Remarks
by Bill Nye
Laramie has a seal brown goat, with iron gray chin whiskers and a breath like new mown hay.
He has not had as hard a winter as the majority of stock on the Rocky mountains, because he is of a domestic turn of mind and tries to make man his friend. Though social in his nature, he never intrudes himself on people after they have intimated with a shotgun that they are weary of him.
When the world seems cold and dark to him, and everybody turns coldly away from him, he does not steal away by himself and die of corroding grief; he just lies down on the sidewalk in the sun and fills the air with the seductive fragrance of which he is the sole proprietor.
One day, just as he had eaten his midday meal of boot heels and cold sliced atmosphere and kerosene barrel staves, he saw a man going along the street with a large looking glass under his arm.

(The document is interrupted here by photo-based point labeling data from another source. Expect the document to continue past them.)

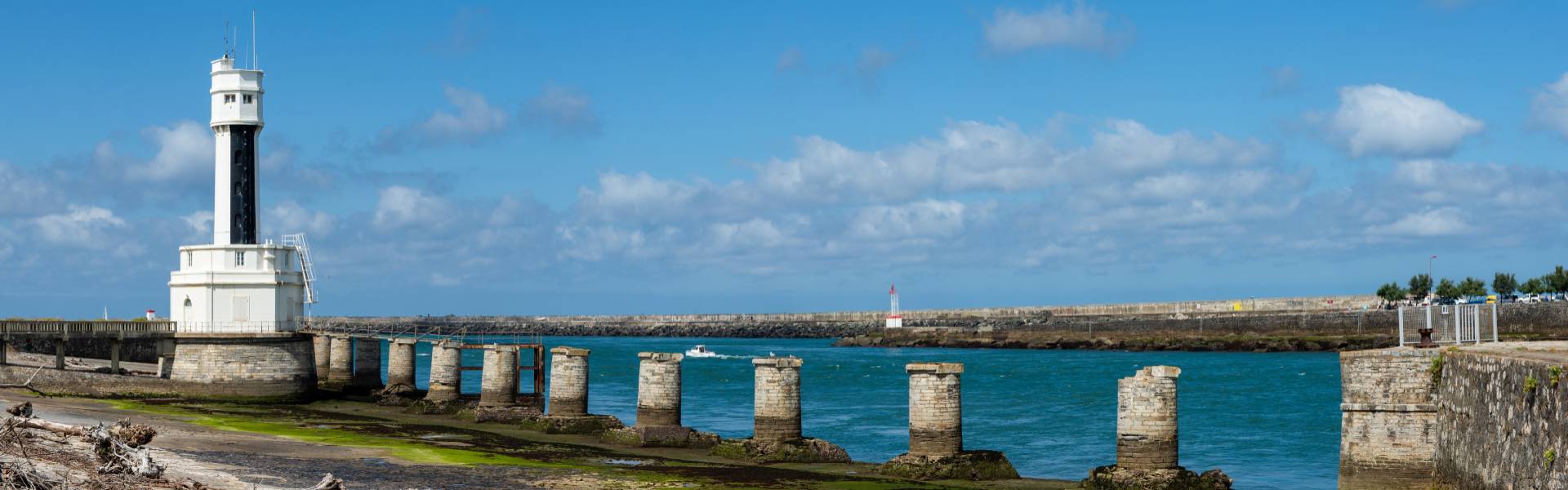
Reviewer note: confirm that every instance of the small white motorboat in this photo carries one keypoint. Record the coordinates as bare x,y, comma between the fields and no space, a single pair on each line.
702,350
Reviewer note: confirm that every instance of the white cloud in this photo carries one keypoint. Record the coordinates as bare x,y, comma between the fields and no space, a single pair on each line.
289,217
1377,120
83,226
565,110
1080,27
921,219
403,206
1549,107
1424,224
185,153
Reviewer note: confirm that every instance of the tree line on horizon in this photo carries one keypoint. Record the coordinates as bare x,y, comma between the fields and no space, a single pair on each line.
1503,283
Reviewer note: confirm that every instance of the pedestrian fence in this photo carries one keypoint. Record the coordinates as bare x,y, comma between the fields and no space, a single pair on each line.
1450,324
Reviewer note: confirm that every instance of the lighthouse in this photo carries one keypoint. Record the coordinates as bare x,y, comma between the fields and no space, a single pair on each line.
238,283
894,318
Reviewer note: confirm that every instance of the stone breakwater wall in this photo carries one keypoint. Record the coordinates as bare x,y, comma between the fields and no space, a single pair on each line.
1258,332
1493,429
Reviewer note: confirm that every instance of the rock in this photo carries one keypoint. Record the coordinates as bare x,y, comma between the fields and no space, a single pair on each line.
802,451
1116,478
969,466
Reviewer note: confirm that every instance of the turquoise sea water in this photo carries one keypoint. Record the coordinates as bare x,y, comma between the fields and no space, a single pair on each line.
1269,420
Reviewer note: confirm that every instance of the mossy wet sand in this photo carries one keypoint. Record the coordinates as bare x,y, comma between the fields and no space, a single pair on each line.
457,454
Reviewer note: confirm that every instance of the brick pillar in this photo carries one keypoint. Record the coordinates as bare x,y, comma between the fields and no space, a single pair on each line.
400,363
446,359
568,382
1147,420
323,355
499,384
777,399
935,408
341,359
659,388
368,363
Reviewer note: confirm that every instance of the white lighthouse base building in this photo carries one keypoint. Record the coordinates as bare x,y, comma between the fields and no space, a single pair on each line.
237,289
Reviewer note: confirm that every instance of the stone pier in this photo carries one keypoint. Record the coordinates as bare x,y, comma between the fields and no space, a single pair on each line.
368,365
777,435
323,357
1147,449
341,362
659,388
937,435
499,382
1147,420
446,371
569,398
659,408
568,382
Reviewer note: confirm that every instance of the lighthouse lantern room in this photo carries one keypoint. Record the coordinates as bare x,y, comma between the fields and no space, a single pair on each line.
235,285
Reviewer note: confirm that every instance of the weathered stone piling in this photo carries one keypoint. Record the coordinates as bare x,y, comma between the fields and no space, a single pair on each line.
400,363
777,399
937,437
323,357
368,363
659,408
659,388
777,435
1147,448
935,408
1147,420
568,382
446,362
499,382
339,369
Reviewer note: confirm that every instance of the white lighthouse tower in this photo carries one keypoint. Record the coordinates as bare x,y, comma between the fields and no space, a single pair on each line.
235,285
894,318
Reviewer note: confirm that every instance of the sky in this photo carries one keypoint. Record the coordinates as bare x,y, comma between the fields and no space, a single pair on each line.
768,158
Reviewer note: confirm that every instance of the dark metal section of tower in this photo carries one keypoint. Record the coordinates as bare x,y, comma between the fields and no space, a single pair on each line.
242,184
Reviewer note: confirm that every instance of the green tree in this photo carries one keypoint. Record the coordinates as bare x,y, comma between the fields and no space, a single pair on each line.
1392,292
1448,289
1534,286
1557,280
1419,286
1504,285
1472,286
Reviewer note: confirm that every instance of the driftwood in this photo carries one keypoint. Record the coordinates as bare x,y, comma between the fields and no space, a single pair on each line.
330,483
29,384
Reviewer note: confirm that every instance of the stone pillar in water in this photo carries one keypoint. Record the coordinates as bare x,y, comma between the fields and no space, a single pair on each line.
341,359
935,408
1147,420
323,357
659,388
368,363
499,384
446,362
400,362
777,399
568,382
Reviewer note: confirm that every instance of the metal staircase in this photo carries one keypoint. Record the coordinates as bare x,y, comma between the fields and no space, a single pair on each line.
296,241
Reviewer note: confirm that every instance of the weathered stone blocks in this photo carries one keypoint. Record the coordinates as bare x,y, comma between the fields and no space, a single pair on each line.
446,362
499,382
937,435
568,382
659,388
341,360
368,363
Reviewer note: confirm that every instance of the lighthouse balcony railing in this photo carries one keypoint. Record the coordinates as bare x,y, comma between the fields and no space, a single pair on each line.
237,327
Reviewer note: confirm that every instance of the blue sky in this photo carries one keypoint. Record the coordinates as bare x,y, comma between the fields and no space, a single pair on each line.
714,158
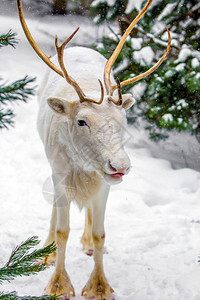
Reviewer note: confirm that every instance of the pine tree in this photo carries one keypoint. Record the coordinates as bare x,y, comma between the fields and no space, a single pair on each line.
16,91
171,96
23,262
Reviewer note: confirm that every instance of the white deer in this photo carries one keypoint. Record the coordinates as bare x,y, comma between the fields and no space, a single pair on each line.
83,140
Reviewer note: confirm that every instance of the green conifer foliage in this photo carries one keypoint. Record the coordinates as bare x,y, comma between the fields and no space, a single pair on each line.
171,97
23,262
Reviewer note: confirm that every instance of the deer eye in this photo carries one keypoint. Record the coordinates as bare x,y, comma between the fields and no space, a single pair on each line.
82,123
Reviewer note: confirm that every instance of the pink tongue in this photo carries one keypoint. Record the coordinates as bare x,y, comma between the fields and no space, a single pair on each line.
118,175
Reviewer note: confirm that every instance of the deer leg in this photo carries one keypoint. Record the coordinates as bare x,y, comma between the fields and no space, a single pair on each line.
86,240
51,259
97,286
60,282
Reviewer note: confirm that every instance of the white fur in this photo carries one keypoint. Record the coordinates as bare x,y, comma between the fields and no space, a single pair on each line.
82,157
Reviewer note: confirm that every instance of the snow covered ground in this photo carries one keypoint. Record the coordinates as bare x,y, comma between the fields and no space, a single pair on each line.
152,218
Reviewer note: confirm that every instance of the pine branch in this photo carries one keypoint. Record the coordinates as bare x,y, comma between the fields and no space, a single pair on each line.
6,117
23,263
8,39
17,90
14,296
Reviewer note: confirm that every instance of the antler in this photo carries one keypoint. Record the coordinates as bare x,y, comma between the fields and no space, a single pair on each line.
70,80
60,50
109,87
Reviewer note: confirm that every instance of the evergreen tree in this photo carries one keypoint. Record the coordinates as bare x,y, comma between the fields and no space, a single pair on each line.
171,96
22,262
16,91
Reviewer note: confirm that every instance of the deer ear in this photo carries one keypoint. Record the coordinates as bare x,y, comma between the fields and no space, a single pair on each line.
61,106
127,101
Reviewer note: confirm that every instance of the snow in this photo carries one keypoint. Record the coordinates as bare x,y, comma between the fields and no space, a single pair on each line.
152,218
195,62
145,55
167,117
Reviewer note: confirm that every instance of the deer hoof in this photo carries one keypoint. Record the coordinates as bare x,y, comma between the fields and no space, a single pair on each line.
97,288
60,284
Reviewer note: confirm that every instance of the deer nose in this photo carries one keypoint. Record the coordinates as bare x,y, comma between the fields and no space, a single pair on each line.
117,169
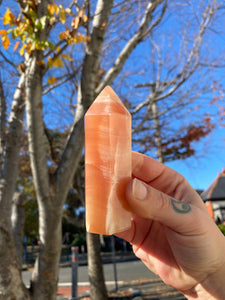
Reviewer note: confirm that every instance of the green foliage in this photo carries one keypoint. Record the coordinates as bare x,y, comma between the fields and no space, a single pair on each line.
222,228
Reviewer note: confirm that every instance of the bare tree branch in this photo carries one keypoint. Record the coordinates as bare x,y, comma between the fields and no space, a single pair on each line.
86,89
143,30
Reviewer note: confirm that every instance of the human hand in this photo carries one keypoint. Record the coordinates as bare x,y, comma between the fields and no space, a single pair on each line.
172,232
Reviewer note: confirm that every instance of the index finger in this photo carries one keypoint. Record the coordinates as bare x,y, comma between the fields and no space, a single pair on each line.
161,177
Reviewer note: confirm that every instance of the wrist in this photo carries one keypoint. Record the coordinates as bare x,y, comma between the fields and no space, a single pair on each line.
211,288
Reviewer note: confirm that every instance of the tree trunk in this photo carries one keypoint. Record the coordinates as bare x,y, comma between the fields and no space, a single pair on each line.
11,284
158,138
18,218
95,270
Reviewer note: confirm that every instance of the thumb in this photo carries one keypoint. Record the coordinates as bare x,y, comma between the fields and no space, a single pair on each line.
147,202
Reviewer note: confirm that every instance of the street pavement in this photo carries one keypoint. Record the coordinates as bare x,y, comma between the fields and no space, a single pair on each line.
134,280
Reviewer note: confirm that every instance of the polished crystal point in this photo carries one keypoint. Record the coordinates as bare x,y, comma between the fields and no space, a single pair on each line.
107,164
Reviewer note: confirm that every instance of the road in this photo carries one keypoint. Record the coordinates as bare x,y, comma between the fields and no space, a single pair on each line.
126,271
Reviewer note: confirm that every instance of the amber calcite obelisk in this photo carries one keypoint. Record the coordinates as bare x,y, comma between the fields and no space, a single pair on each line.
107,164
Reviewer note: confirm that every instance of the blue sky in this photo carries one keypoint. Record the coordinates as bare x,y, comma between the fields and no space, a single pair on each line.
201,170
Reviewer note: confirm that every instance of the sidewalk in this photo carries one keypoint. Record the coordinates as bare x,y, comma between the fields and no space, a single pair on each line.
144,289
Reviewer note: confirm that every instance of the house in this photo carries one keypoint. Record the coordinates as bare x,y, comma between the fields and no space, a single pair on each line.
214,198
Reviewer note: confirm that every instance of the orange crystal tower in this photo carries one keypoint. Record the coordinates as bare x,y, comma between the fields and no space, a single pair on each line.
107,164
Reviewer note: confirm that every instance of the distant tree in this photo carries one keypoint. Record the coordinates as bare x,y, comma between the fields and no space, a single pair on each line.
58,58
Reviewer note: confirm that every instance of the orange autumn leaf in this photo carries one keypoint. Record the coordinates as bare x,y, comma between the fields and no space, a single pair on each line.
3,31
5,41
16,46
8,18
52,80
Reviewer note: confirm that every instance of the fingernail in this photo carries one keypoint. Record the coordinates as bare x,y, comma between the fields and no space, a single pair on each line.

The goat watched the man, and saw him set the mirror down by a gate and go inside the house after some more things that he was moving. Then the goat stammered with his tail a few times and went up to see if he could eat the mirror.

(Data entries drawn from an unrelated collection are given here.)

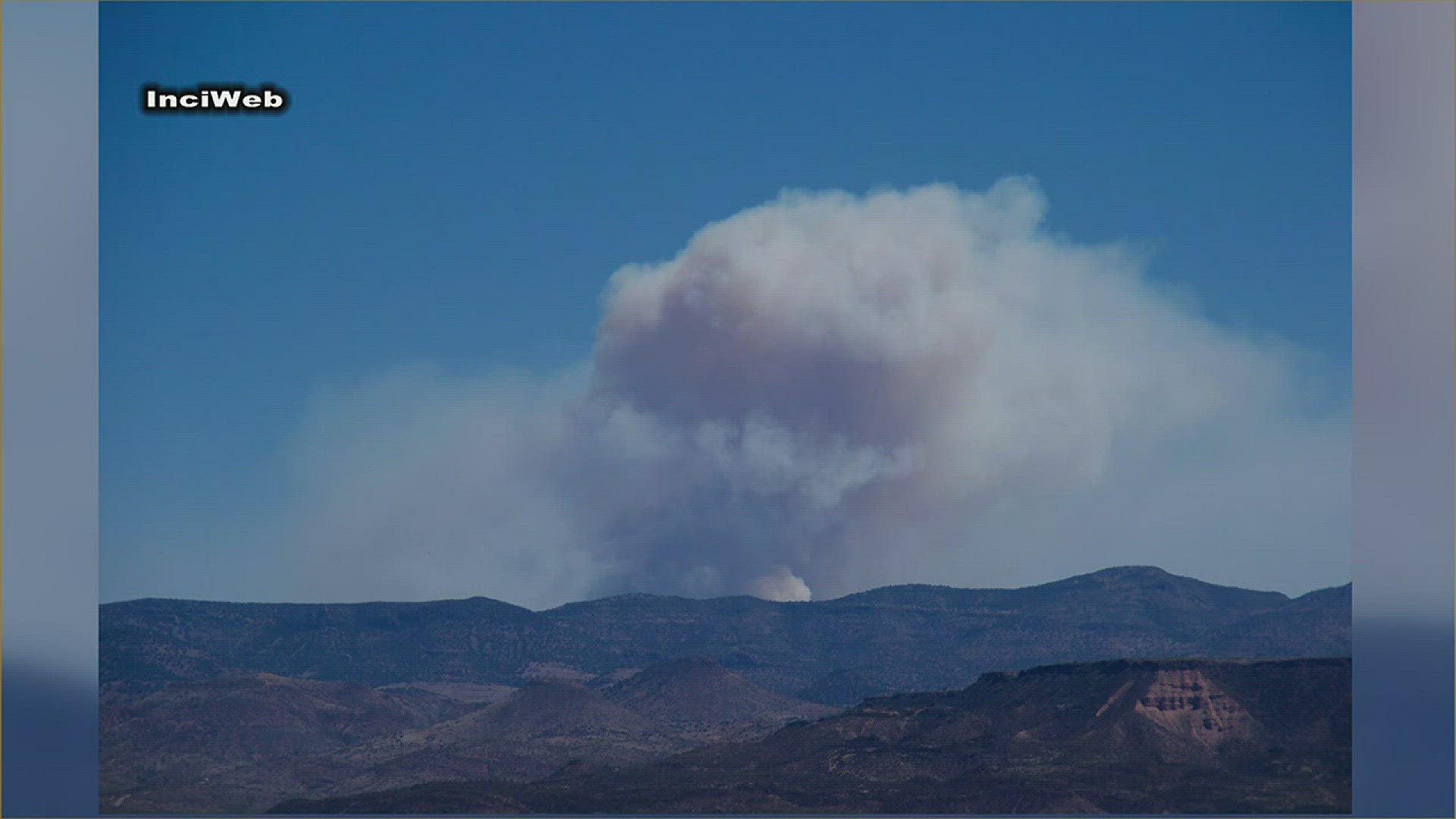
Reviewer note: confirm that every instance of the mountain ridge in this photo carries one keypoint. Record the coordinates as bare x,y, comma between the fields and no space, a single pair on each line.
906,637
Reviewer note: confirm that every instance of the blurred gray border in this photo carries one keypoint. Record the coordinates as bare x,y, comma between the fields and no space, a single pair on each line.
1402,407
1402,531
50,423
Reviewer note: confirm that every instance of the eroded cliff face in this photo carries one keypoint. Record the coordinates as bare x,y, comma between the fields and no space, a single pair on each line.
1188,704
1125,736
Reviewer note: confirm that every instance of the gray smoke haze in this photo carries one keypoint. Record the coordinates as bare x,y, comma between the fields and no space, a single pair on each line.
830,392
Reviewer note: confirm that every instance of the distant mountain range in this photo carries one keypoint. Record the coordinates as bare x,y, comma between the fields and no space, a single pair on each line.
736,704
1142,736
836,651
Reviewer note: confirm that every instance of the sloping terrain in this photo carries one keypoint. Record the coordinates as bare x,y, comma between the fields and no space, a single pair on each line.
698,698
246,742
1142,736
892,639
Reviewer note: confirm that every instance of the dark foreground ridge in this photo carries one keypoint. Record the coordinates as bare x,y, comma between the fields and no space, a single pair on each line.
833,651
1128,736
647,704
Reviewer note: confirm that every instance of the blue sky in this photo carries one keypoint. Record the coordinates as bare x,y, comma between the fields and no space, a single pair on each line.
456,183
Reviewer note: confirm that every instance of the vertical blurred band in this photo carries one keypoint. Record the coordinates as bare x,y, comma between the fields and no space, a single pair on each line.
50,414
1402,538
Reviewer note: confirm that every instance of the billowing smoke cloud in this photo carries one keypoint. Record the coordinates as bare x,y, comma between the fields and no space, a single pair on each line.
830,392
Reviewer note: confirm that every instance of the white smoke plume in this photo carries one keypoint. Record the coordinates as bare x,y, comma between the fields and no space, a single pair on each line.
832,392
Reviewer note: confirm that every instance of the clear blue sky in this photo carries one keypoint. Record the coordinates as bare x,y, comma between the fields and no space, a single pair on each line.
455,183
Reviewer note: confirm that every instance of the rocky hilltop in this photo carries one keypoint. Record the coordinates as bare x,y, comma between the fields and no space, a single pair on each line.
836,651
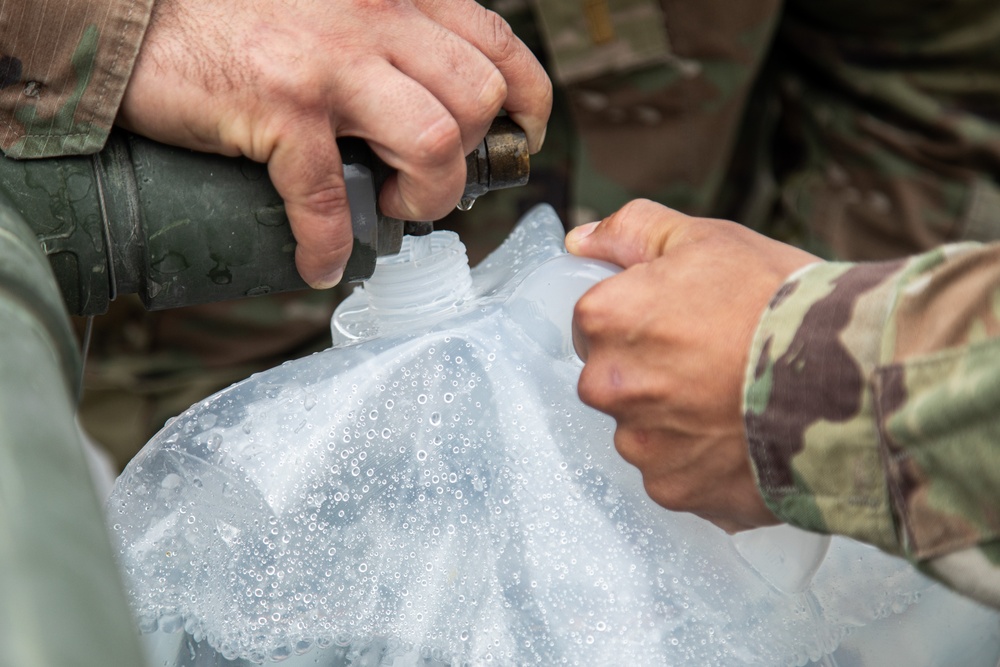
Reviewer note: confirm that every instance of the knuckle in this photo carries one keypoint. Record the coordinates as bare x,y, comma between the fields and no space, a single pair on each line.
439,143
492,96
502,38
593,390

When he got pretty close to it, he saw a hungry-looking goat apparently coming toward him, so he backed off a few yards and went for him. There was a loud crash, and when the man came out he saw a full length portrait of a goat with a heavy, black walnut frame around it, going down the street with a great deal of apparent relish.
Then the man said something derogatory about the goat, and seemed offended about something.
Goats are not timid in their nature and are easily domesticated.
There are two kinds of goat–the cashmere goat and the plain goat. The former is worked up into cashmere shawls and cashmere bouquet. The latter is not.
The cashmere bouquet of commerce is not made of the common goat. It is a good thing that it is not.
A goat that has always been treated with uniform kindness and never betrayed, may be taught to eat out of the hand. Also out of the flour barrel or the ice-cream freezer.